We should only consider the small outliers rather than the large outliers.

But I have to say that MAD is not always exceeding 2.0, as the original paper claims. But it works from my personal view and the target class is an outlier based on my observation. Maybe you can try some other metrics rather than the MAD.

Mehrin Saremi · Answer 11 · Wed May 25 2022 03:38:47 GMT+0800 (China Standard Time)

Consider this case please:

mask norms: tensor([30.3323, 50.6468, 36.4013, 32.4547, 55.6689, 44.6483, 50.8236, 51.0138,
48.9748, 56.3015], device='cuda:0')
mask MAD: tensor([2.9064, 0.2607, 1.9602, 2.5755, 1.0436, 0.6745, 0.2882, 0.3179, 0.0000,
1.1422], device='cuda:0')
loss: tensor([0.0023, 0.0041, 0.0025, 0.0025, 0.0034, 0.0030, 0.0026, 0.0043, 0.0028,
0.0035])
loss MAD: tensor([1.0691, 2.4688, 0.6407, 0.6745, 0.9954, 0.2922, 0.5311, 2.7733, 0.0000,
1.2038])
(defense_nc_attack_badnet_mnist_multirun2.txt, line 1120)

It doesn't look much like an outlier, right?

Ren Pang · Answer 12 · Wed May 25 2022 05:03:50 GMT+0800 (China Standard Time)

Yeah, you are correct, it doesn't look like an outlier for this run.

But I also observe it works for many runs as well, and especially almost every run for CIFAR10. So I think it's fine.

If you seek for the performance improvement, I would say this is just an re-implementation of NeuralCleanse and I'll only try my best to keep it consistent with the original paper.

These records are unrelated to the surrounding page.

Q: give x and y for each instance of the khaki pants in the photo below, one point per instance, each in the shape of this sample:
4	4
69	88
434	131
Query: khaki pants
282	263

While certainly, You are welcome to inherit trojanzoo codes and modify them to improve performance.

Sorry that I didn't take MNIST into consideration in TrojanZoo paper because it's too naive and doesn't show any typical trend compared with more complex dataset such as CIFAR and ImageNet.

Mehrin Saremi · Answer 13 · Wed May 25 2022 19:09:51 GMT+0800 (China Standard Time)

Thanks a lot. But it seems that deep inspect (di) doesn't work well either.

Ren Pang · Answer 14 · Thu May 26 2022 10:19:16 GMT+0800 (China Standard Time)

Thanks a lot. But it seems that deep inspect (di) doesn't work well either.

I think to be honest, their original method doesn't work very well compared with Neural Cleanse, which is pointed out in our paper.